Mac+外付けHDDにopenSUSE 13.1をインストール

MacBook Air (11-inch, Mid 2013) 別名 MacBookAir7,1 に接続した外付け HDD に openSUSE 13.1 Gnome 版を Live DVD からインストールする。

外付け HDD にインストールすれば、場合によっては、その外付け HDD を別の Mac に接続して起動することも可能になる(※同じ会社のグラフィックチップを使用していることが条件。筆者が現在所有する Mac は二台とも NVIDIA なので可能)。

但し、インストールされた openSUSE を起動するには、rEFInd が必要である。option キーを押しながら Mac を起動することによって表示される「OS 選択画面」から直接起動できるようになるわけではない(ちなみに、Fedora は直接起動が可能)。
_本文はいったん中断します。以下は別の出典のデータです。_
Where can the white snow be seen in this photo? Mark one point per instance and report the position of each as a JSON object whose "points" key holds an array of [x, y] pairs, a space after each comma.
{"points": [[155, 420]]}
※なお、最近の rEFInd は Linux カーネルを直接認識するようになったため、GRUB をインストールしなくても rEFInd さえあれば Linux が起動できる。だが、筆者の場合、外付け HDD の中に Linux ディストリビューションを三つインストールしている関係上、rEFInd の OS 選択画面にたくさんのアイコンが並んでしまってわかりにくいという問題が生じる。そのため、rEFInd で Linux カーネルを直接認識しないように「refind.conf」を設定した上で、各 Linux ディストリビューションの起動は GRUB で行うようにしている。今回のインストールでもそのように設定している。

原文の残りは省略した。